Gluck studied ecological agriculture at the University of Vermont, and got interested in medicinal marijuana growing due to an interest in herbalism.

Out of college, she worked at a marijuana nursery in Vermont before finding a job in Peterborough.

Conversely, this was Garcia’s first job in the field.

“I never even worked on a farm before,” he said.

He studied agriculture and the environment at the University of New Hampshire.

Polttila, the seniormost of the group, took a more involved path, that included, he said, being in the right place at the right time.

“I met some of the employees up here, and they knew what I had been doing out of state, and I helped them get started,” he said.

What he had been doing is working for Advanced Grow Labs in Connecticut, serving in the same role as he would go on to take in Peterborough.

He had nursery experience growing flowers in a greenhouse before turning his career toward marijuana.

“First it was a hobby,” he said. “And I started to see the medical benefits in about my mid-20s.”

After researching the medicinal qualities of the plant, he networked and attended a conference, where he met others just starting in marijuana in his area in Connecticut.

“I actually had my pick of places,” he said. “I chose Advanced and I’m really glad for everything I learned there.”

When he met Prime CEO Brett Sicklick, he was lured to the Monadnock Region.

Day-to-day

Their day begins with a crop walk-through, during which the staff checks every room, and plants at every stage, to see that nothing changed overnight.

“You can walk into a pot or flower room and tell very quickly if something has gone wrong,” Polttila said.

They scout for mildews, molds and even insects that may have broken in.

Gluck monitors what they call “the mother room,” where the genetically pure plants from which all other plants are grown are kept. They are affectionately called the “moms,” and are segregated from the rest of the produce.

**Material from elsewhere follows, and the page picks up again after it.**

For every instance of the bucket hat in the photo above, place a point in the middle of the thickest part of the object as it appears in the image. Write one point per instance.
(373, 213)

“God forbid something go wrong, our genetics are protected,” Polttila said.

To grow a plant, a piece is trimmed from one of the moms and placed in a pod to be inert and root for about two weeks before being transferred into gallon containers and moved to Garcia’s area, the vegetation room. This is where they’re shaped and defoliated. They flower for two months, really beginning in about week three.

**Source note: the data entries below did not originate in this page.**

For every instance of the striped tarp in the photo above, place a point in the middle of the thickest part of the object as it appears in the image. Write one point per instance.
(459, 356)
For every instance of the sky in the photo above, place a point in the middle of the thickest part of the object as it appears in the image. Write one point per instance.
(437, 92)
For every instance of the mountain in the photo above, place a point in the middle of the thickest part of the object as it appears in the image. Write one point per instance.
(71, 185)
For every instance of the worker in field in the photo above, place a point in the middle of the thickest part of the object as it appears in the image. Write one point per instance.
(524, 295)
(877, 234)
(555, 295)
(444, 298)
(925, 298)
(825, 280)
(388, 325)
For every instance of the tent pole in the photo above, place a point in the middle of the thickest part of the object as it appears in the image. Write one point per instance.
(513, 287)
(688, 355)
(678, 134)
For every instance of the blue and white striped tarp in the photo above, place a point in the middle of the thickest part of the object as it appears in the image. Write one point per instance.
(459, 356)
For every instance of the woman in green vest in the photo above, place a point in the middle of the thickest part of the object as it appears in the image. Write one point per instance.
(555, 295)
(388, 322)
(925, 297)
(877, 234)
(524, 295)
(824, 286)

“It’s a really delicate process,” he said.

When they are done, this team takes them by van to the distribution site in Merrimack.

What is their favorite part?

“The aromas are fantastic,” Polttila said.

The three of them were able to brainstorm strains of marijuana grown on site that smell like everything from cherries to Smarties candy, from citrus to diesel.

Right now, the Peterborough team has four daily members, with about five floating employees a few days per week, according to Sicklick. In about six months, Polttila said the plant will go into “phase two,” and need more employees.

“Hopefully we’ll be hiring way before that,” he said. “Don’t want them to have to really start without phasing into it.”

Production is restricted by law based on the number of contracted patients the facility serves. As the patient list goes up, so will the need for cultivation workers.

Reactions

“At first my mom thought I was working for Pablo Escobar,” Gluck said about what her family thinks about her working in the marijuana business. “But now she gets it and thinks it’s cool.”

All three say that the responses from friends and family has been universally positive despite having such politically significant, hotly debated jobs.

Garcia said that his mother, a teacher, tells her fellow teachers what he does, and not one of them has had a negative response.

“My friends just ask: Can I get them a job?” he said.